Um ator e uma atriz estão prestes a ensaiar uma peça. Ambos já tinham tido contato com o texto, cujo enredo apresenta dois personagens: um homem e uma mulher. Após receber a ordem do diretor para que começassem o trabalho, eles se questionam: “Quem interpreta quem?”. O encenador responde: “Ora, é natural!”.
A cena integra o espetáculo Maria Que Virou Jonas ou A Força da Imaginação, que questiona justamente essa naturalidade observada pelo diretor e presente no pensamento de grande parte das sociedades atuais.

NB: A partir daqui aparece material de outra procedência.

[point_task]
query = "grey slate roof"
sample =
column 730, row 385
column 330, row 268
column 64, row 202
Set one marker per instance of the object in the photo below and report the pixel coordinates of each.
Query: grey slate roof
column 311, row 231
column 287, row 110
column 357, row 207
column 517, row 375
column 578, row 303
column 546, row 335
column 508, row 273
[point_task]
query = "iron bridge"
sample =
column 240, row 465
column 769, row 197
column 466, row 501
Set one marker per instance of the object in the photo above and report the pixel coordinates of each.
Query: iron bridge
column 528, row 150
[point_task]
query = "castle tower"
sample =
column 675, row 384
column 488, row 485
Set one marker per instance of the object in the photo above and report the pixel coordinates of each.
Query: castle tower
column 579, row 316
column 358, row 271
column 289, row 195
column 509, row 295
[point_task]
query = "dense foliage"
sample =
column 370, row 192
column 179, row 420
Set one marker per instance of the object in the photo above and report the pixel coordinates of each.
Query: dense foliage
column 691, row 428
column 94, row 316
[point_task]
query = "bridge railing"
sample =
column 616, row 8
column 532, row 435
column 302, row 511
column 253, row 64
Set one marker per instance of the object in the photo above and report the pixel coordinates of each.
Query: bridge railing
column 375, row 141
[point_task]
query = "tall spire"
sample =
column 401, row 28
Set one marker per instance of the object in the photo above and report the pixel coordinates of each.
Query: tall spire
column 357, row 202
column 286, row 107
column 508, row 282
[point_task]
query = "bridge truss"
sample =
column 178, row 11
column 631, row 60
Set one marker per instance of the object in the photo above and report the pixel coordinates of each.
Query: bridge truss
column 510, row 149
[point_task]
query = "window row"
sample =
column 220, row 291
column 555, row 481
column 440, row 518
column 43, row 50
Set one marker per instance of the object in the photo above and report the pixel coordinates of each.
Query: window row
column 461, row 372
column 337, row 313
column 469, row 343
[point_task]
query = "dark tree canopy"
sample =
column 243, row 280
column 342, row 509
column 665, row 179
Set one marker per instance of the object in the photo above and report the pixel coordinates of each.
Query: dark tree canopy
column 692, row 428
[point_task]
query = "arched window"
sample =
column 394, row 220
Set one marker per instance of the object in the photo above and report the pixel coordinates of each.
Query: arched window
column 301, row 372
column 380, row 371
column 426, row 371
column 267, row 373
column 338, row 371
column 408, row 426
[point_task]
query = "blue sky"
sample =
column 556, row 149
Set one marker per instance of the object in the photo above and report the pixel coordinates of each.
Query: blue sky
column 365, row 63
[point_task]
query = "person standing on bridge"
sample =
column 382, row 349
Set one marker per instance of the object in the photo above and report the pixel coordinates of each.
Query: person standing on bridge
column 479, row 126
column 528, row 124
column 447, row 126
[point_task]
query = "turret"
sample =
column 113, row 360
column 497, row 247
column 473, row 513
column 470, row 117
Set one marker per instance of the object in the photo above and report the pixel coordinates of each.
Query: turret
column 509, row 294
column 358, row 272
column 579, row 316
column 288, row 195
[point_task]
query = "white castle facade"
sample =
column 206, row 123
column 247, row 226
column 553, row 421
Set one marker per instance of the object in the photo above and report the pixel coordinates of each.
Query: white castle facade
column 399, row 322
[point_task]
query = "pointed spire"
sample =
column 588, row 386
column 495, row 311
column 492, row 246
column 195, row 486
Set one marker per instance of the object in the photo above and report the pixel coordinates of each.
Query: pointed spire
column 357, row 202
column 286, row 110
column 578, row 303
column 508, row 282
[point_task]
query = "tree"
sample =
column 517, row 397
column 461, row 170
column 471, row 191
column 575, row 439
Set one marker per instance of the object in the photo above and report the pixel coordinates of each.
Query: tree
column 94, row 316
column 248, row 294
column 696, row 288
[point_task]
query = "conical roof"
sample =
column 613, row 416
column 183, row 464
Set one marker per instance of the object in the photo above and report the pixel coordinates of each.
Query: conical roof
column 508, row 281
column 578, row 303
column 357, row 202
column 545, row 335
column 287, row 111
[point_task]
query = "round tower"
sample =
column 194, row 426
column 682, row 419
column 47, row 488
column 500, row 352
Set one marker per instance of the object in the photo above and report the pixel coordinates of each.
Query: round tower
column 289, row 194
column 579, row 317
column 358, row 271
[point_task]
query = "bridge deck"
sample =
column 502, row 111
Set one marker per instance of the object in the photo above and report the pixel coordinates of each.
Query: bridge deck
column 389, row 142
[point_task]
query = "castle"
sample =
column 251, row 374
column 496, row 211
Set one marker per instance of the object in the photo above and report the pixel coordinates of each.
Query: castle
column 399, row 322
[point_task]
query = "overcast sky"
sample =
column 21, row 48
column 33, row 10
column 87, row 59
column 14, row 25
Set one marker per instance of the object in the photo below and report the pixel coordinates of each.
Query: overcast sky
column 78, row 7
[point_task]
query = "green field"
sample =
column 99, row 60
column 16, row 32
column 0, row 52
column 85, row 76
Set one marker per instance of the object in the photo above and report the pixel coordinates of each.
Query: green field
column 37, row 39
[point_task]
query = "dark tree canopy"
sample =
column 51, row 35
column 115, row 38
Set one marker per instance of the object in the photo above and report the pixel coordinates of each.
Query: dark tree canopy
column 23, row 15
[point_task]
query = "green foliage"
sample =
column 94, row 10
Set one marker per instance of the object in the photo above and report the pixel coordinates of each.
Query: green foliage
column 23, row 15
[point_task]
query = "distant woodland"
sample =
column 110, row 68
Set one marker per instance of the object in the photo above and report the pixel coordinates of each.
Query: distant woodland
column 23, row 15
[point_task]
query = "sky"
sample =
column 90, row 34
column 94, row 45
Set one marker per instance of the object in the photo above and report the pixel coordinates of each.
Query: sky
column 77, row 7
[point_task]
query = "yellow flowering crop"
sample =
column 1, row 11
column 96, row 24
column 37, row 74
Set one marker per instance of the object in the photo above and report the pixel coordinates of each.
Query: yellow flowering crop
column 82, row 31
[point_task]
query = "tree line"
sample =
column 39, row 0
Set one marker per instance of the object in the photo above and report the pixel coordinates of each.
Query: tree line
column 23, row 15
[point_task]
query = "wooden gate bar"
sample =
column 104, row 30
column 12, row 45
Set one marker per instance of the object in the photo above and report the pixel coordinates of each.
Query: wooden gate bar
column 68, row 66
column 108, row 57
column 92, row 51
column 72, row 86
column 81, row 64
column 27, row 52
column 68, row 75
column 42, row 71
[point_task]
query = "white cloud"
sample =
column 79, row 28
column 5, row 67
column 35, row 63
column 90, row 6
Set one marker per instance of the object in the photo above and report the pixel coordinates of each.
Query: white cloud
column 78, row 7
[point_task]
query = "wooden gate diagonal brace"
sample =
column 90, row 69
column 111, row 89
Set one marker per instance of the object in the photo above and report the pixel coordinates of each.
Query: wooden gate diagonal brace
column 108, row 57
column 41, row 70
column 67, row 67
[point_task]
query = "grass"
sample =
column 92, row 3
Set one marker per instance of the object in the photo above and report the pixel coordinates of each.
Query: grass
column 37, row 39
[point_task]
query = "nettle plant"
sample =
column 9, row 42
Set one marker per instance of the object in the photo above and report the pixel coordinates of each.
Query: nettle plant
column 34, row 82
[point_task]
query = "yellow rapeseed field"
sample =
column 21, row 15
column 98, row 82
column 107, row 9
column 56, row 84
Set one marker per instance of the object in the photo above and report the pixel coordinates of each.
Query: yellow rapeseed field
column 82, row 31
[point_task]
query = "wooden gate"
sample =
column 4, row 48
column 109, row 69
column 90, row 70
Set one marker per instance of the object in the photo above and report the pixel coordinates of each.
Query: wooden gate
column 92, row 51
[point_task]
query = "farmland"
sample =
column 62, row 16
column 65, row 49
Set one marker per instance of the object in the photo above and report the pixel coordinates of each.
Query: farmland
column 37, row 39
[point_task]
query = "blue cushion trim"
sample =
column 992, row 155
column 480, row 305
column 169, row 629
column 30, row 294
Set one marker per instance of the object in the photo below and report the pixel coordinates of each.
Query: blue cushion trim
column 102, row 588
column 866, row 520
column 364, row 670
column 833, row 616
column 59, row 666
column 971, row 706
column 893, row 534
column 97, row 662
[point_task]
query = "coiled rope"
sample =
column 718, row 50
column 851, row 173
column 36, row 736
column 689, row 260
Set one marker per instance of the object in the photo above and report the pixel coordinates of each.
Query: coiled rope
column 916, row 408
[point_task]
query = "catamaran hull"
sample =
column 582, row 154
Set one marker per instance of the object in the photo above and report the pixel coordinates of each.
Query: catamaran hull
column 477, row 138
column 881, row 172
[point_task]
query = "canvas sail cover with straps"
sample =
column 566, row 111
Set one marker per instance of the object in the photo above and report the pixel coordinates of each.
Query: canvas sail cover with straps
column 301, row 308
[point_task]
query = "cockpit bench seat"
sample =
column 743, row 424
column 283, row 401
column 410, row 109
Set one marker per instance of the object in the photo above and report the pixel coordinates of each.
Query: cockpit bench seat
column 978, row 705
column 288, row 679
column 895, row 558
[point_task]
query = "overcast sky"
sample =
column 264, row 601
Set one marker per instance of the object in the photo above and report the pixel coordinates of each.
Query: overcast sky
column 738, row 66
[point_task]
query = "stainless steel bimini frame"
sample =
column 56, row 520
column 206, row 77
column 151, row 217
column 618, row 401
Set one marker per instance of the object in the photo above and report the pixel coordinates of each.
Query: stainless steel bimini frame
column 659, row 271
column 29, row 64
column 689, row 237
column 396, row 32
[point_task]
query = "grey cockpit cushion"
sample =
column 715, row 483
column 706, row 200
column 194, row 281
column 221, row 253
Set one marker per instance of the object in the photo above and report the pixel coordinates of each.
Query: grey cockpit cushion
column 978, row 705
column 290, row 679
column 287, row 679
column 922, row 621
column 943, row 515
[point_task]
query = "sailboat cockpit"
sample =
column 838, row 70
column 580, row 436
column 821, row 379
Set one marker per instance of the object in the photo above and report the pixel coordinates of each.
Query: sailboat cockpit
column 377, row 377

A montagem da Companhia Livre tem direção assinada por Cibele Forjaz e estreia nesta quinta-feira, 18, no Sesc Belenzinho.
Com dramaturgia de Cássio Pires, o texto parte de Da Força da Imaginação, um excerto de Os Ensaios, do escritor e filósofo francês Michel de Montaigne (1533-1592). O conto mostra a história de Marie, que nasce e é criada como menina. Certo dia, ela se depara com um buraco e, em vez de contorná-lo, opta por saltar sobre ele. O movimento brusco que Marie faz ao abrir as pernas causa uma ruptura em seu corpo, revelando um pênis que, até então, estava guardado em suas entranhas. Após o processo, Marie passa a se chamar Germain.
A ideia de se montar o espetáculo partiu da atriz Lúcia Romano, que divide o palco com Edgar Castro. “Gostei da história porque ela questiona o que aceitamos como natural, um conceito que vai mudando no decorrer das épocas”, diz Lúcia. “Existe, hoje, uma norma que tenta nos colocar um modelo binário (homem e mulher) que não dá conta das múltiplas possibilidades que existem.” Para ela, o pensamento sobre a sexualidade atual é um passo que a humanidade deu para trás. “A ideia de que existe uma diferença fundamental nos corpos permite que as pessoas cometam barbaridades.”
A peça utiliza o recurso do metateatro, isto é, um espetáculo é montado dentro do próprio espetáculo. Os atores, travestis, são convidados a realizar a montagem sobre um casal heterossexual que vivencia mudanças depois que a mulher, assim como Marie, passa por uma transformação sexual. A história de Montaigne é, então, trazida para o presente, retratando a reação das pessoas na rua e abordando o mundo da vida noturna e da prostituição.
“A gente imagina que uma mudança de sexo é um tabu, mas Marie foi socialmente aceita como Germain no século 16”, recorda Cibele. Para a diretora, a importância do buraco dá caráter teatral à história. “É a própria metáfora da transformação. Passar uma fronteira, um limite, e se transformar. Para Montaigne é filosofia, para nós, é arte.”
O público é tocado pela discussão de gênero antes mesmo de a peça começar. Ao entregar o ingresso na porta de entrada, cada espectador tira uma ficha de dentro de uma urna. As cartas contêm as informações “Ela” ou “Ele”. O resultado do sorteio define a distribuição da plateia, que ganha iluminação verde de um lado e vermelha de outro: é um convite para ver o espetáculo por um outro ponto de vista.
A pergunta da cena descrita no início desta reportagem não é retórica, e é respondida pelo público. Ou pela sorte. “Entendemos que a plateia tende sempre a querer ver o ator interpretando a mulher e a atriz interpretando o homem”, explica Cibele. “Em algumas apresentações, vamos sortear cartas para dar chance ao acaso. É importante que os gêneros transitem, que a peça não fique num formato só”, acrescenta.
Para o ator Edgar Castro, a troca de personagens é rica tanto para o elenco, quanto para o público. “Quando invertemos o jogo, parece que fazemos uma história diferente”, conta. “Apesar dos pilares comuns dos personagens, a Lúcia não tem as mesmas reações que eu”, destaca, frisando que as mudanças sugerem outras configurações para o casal. As informações são do jornal O Estado de S. Paulo.